No one was hurt in the gun-pointing confrontation, but the incident underscored what many have criticized as heavy-handed and unprofessional police tactics that have helped stoke continuing civil unrest.
According to an official account from the St. Louis County Police Department, an unnamed policeman from the neighbouring community of St.

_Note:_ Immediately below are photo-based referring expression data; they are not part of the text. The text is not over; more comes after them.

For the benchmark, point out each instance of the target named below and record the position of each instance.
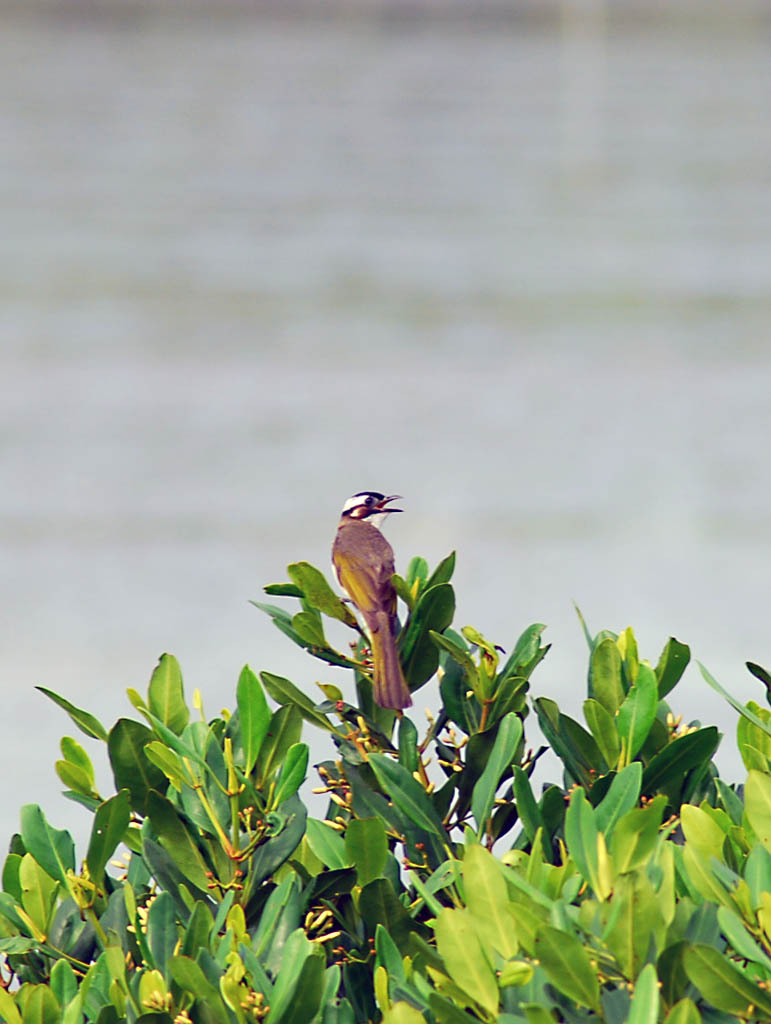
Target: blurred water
(514, 269)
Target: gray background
(511, 262)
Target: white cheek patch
(352, 503)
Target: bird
(363, 564)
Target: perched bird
(363, 563)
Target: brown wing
(363, 562)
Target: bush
(439, 886)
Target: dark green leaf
(110, 824)
(162, 931)
(567, 965)
(678, 757)
(672, 665)
(507, 739)
(723, 984)
(636, 715)
(292, 774)
(602, 727)
(166, 694)
(307, 625)
(254, 716)
(409, 796)
(178, 840)
(270, 854)
(620, 798)
(605, 676)
(442, 572)
(285, 692)
(85, 721)
(132, 769)
(53, 849)
(527, 808)
(284, 730)
(526, 654)
(408, 744)
(367, 848)
(380, 905)
(283, 590)
(317, 592)
(418, 652)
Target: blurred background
(510, 260)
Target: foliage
(439, 887)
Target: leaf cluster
(439, 886)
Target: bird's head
(369, 505)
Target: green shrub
(439, 887)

Ann levelled his weapon at a Ferguson protester "after a verbal exchange," and that a superior county officer, a sergeant, quickly intervened.
The sergeant "immediately took action, forcing the officer to lower the weapon and escorting him away from the area," a statement from the county department said.
In video footage of the episode widely circulated on social media, the white officer in question, wide-eyed and agitated, is seen pointing his rifle at numerous demonstrators and members of the media.
At one point, he is heard yelling, "I will fucking kill you, get back, get back," before the sergeant calmly steps in to defuse the situation, orders him to lower the weapon and leads him away from cameras.
"The unified command strongly feel these actions are inappropriate, and not indicative of the officers who have worked daily to keep the peace," the police statement said.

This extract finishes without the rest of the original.